29th Galway Film Fleadh

#FilmFleadh: 29th Galway Film Fleadh announces programme, July 11-16

Speaking to a packed crowd at the Radisson Blu Hotel in Galway on Tuesday evening, Director of Programming Gar O’ Brien revealed the full line-up for the 29th Galway Film Fleadh, comprised of over 80 features, including 16 World Premieres. The Fleadh also includes a robust short film line-up of almost 100 Irish shorts, as well as event screenings, panel discussions, masterclasses and more.

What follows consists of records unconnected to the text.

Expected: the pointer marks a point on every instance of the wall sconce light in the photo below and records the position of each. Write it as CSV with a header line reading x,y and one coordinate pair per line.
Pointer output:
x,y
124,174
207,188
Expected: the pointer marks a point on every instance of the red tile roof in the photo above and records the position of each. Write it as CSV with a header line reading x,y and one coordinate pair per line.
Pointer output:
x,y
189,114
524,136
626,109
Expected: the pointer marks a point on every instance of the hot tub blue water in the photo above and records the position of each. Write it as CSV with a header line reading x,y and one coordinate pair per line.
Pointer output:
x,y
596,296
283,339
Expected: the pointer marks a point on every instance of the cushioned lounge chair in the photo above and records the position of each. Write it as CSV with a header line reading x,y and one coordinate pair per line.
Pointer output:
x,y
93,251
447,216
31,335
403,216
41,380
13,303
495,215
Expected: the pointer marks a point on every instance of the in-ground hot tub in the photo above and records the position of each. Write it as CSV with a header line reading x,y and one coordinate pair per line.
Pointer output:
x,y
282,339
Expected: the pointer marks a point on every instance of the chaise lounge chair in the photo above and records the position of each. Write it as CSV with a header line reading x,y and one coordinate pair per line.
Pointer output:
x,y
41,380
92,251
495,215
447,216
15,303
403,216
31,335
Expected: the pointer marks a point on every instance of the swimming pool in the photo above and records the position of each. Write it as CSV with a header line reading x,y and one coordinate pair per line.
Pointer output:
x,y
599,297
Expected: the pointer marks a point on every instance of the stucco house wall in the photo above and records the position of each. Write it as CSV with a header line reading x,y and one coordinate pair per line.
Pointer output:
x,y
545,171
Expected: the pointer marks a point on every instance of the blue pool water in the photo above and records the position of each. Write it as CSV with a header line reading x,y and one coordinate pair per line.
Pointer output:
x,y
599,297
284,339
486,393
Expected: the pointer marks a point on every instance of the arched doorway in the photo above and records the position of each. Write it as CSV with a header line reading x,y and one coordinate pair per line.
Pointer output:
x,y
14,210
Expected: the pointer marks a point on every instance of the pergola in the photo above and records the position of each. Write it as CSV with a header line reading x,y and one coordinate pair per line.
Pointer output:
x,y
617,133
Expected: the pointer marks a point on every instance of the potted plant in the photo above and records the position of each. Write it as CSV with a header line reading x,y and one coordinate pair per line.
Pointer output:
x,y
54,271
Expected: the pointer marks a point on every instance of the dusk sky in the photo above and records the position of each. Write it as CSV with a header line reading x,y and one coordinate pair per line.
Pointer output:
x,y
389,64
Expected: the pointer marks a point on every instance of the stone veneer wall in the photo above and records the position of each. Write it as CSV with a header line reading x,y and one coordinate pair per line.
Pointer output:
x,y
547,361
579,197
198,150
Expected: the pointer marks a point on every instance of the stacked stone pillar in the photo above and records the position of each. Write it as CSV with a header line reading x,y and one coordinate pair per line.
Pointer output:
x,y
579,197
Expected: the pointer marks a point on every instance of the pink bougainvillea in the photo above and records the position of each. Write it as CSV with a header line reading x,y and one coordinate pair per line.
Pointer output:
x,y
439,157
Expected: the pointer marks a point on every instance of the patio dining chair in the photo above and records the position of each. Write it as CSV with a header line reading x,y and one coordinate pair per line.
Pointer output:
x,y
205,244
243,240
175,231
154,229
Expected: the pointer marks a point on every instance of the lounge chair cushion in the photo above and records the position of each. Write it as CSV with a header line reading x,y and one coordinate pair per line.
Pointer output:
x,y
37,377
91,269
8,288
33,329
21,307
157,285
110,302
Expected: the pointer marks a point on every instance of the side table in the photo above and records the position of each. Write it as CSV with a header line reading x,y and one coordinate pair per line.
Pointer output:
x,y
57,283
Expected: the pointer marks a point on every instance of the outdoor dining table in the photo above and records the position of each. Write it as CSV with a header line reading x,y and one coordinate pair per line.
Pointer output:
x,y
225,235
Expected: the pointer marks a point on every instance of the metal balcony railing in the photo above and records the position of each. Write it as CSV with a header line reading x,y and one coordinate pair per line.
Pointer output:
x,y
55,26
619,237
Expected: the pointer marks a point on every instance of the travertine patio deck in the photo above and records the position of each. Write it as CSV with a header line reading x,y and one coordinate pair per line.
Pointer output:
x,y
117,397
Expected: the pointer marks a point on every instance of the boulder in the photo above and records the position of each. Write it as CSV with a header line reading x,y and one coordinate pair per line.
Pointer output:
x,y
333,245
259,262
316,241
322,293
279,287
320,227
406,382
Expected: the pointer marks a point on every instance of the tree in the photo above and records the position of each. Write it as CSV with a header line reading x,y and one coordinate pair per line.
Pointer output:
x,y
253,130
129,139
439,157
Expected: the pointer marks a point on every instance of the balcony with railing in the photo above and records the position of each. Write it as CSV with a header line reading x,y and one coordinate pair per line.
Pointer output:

Between being both a UNESCO City of Film and the destined European Capital of Culture in 2020, we felt more pressure than ever to deliver a programme to satisfy the cineaste audiences in Galway but I think we’ve put together something for everyone across the six days.
Gar O’ Brien, Director of Programming – Galway Film Fleadh

Southland Tales
Southland Tales

O’ Brien is playing one of his personal favourites, Southland Tales, at this year’s festival and admonishes those of us who incorrectly critically maligned it the first time around. The underseen alt-history satire is playing, along with cult hit Donnie Darko, as writer/director Richard Kelly delivers a screenwriter’s masterclass. Also on hand will be funny-man and frequent Ben Wheatley collaborator, Michael Smiley (Free Fire, The Lobster), to deliver this year’s actors masterclass while director Amir Bar-Lev (My Kid Could Paint That) will impart his experience from making his many acclaimed documentaries. Bar-Lev’s latest, Long Strange Trip, a four-hour-long epic on The Grateful Dead, will play as a special event in Monroe’s Live, complete with whiskey tasting and presumably other…accompaniments. Hubbard Casting and Spotlight will also be returning to the Fleadh following the huge success of their unique casting workshop and pop-up casting village which were showcased last year.

Michael Inside
Michael Inside

Of course the Fleadh is where it all kicks off annually for many new Irish features and the Irish industry doesn’t disappoint. Launching at this year’s Fleadh is Michael Inside, the third feature from director Frank Berry and second collaboration with his young discovery Dafhyd Flynn. The prison drama looks set to be a breakthrough performance for both the social-realist director and the young Mr. Flynn. On Fleadh breakthroughs, Gerard Barrett returns to the Fleadh with his latest feature Limbo, a homeless drama, made in between making his TV3 rural drama Smalltown and selling a corporate espionage series Honey to U.S. network F.X. In addition to the social commentary, the cracking crime caper A Bad Day for the Cut and the high-octane medieval thriller Pilgrimage will both make their Irish premieres after bowing earlier this year at Sundance and Tribeca respectively. These tasty morsels join previously announced quirky buddy movie The Drummer and the Keeper, prison escape movie Maze, and Irish-language period thriller Aithrí (Penance), all making their world premieres at the Fleadh’s feast of film.

Barry Keoghan in Dunkirk
Irish actor Barry Keoghan in Dunkirk

There’s a focus on Polish cinema including Agnieszka Holland’s latest Spoor, an eco thriller in the style of a Polish Fargo, but world cinema titles abound with films from over 30 countries stuffed into the Fleadh’s six days. You can’t get much bigger than the Irish premiere of Christopher Nolan’s Dunkirk, starring Irish talents Cillian Murphy and Barry Keoghan, but of course there’s plenty of more arthouse fare, including Irish premieres of God’s Own Country, the feature debut from Yorkshire man Francis Lee, billed as a better, more British Brokeback Mountain and the Fleadh’s closer Return to Montauk, a romantic drama which marks the screenwriting debut of Irish author Colm Toibin and directed by Volker Schlöndorff.

A Cambodian Spring
A Cambodian Spring

For fans of great documentaries, the festival continues to impress with insightful and topical films like A Cambodian Spring, in which Irish director Chris Kelly exposes the international complicity in the corruption of the Cambodian government; Condemned to Remember, the follow-up film to the acclaimed 2014 doc Close to Evil, featuring Irish holocaust survivor Tomi Reichental embarking on another journey to confront human rights abuses; and In the Name of Peace: John Hume in America, a portrait of the Nobel Peace Prize winner, with a post-screening dissection with key contributors including former Taoiseach Bertie Ahearn.